Cascohuur valt in principe onder de regeling, maar de staatssecretaris voorzag een discussie over de vraag hoe de eigen verantwoordelijkheid op dat punt beter kan worden ingevuld. Dan kan er ook genuanceerder worden omgegaan met bepaalde regelgeving. Hij had nog geen signalen ontvangen over mogelijke consequenties van het schrappen van de huurinhaalregeling, maar dit wordt nauwlettend gevolgd.

Ten slotte zegde de staatssecretaris toe de Kamer zo snel mogelijk nader te informeren over de kwesties die hij nog eens zou bekijken.

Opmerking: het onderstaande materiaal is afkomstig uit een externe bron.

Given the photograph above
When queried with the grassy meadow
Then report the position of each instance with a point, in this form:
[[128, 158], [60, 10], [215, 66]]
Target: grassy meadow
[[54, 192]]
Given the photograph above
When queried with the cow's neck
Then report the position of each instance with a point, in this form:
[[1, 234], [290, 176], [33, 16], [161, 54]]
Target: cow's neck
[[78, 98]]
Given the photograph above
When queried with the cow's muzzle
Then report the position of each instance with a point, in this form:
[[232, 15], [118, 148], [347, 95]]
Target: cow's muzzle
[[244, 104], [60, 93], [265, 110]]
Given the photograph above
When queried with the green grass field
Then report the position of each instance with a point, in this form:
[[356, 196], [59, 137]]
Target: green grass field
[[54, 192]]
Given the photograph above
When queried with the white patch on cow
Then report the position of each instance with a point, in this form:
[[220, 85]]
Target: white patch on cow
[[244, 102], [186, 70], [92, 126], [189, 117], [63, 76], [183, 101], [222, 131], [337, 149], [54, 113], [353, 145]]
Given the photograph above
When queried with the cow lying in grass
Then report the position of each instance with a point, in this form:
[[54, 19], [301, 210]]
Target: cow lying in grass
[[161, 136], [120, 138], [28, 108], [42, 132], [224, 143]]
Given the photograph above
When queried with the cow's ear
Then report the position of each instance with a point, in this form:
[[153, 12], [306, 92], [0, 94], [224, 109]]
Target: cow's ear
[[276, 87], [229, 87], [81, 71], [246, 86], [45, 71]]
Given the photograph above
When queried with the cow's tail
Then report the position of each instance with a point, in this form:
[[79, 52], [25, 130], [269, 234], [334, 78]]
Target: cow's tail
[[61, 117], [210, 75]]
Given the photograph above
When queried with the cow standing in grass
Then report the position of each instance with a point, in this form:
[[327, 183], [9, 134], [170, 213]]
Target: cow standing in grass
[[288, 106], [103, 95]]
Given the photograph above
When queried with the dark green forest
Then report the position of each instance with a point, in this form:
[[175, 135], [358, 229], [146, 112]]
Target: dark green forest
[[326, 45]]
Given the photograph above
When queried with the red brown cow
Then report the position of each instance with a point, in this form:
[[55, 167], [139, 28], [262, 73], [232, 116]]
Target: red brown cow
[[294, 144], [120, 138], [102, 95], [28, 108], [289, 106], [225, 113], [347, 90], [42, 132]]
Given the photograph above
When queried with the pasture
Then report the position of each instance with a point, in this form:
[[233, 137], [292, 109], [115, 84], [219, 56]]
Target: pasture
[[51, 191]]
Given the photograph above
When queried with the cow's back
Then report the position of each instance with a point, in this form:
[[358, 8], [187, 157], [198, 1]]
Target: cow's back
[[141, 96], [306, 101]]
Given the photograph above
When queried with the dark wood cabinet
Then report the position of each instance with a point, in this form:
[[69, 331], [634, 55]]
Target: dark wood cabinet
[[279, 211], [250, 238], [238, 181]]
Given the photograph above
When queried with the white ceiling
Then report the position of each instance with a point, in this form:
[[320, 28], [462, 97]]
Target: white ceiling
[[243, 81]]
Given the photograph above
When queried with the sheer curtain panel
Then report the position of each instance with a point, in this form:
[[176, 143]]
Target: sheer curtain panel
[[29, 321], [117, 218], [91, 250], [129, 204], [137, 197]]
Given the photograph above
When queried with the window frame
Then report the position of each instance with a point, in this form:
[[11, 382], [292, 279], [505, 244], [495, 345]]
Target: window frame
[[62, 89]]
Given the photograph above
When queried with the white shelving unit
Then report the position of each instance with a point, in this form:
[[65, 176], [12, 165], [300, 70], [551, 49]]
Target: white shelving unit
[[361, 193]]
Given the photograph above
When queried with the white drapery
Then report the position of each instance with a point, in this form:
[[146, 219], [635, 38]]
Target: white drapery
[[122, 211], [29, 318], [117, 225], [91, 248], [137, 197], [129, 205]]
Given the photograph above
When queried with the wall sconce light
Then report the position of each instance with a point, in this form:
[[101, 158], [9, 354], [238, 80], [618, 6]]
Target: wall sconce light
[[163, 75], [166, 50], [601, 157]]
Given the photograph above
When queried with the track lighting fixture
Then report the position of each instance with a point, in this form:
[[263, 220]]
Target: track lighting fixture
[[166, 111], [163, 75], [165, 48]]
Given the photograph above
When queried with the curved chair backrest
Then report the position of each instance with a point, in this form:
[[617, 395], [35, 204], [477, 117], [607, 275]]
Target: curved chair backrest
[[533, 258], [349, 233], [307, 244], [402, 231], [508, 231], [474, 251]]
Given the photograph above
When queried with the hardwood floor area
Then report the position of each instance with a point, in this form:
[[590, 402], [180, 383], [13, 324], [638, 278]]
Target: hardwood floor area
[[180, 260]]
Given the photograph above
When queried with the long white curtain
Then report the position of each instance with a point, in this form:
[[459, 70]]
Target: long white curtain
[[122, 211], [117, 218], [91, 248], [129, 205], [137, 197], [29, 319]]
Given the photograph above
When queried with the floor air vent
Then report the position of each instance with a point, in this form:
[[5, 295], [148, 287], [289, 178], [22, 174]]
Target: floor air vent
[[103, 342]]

De voorzitter van de commissie,

Reitsma

De griffier van de commissie,

De Gier


XNoot
1

Samenstelling: Leden: Reitsma (CDA), voorzitter, Van Middelkoop (GPV), Witteveen-Hevinga (PvdA), Feenstra (PvdA), Verbugt (VVD), Poppe (SP), Duivesteijn (PvdA), Crone (PvdA), Augusteijn-Esser (D66), Klein Molekamp (VVD), Hofstra (VVD), ondervoorzitter, Eisses-Timmerman (CDA), Th.A.M. Meijer (CDA), Luchtenveld (VVD), Van Wijmen (CDA), Kortram (PvdA), Van der Knaap (CDA), Ravestein (D66), Van der Steenhoven (GroenLinks), Van Gent (GroenLinks), Oplaat (VVD), Van der Staaij (SGP), Van Dok-van Weele (PvdA), Schoenmakers (PvdA) en Udo (VVD).

Plv. leden: Leers (CDA), Stellingwerf (RPF), Dijksma (PvdA), Valk (PvdA), Essers (VVD), De Wit (SP), Van Heemst (PvdA), De Boer (PvdA), Scheltema-de Nie (D66), Van Beek (VVD), Geluk (VVD), Visser-Van Doorn (CDA), Schreijer-Pierik (CDA), Blok (VVD), Biesheuvel (CDA), Bos (PvdA), Van den Akker (CDA), Giskes (D66), M.B. Vos (GroenLinks), Halsema (GroenLinks), Niederer (VVD), Van 't Riet (D66), Waalkens (PvdA), Spoelman (PvdA) en Voorhoeve (VVD).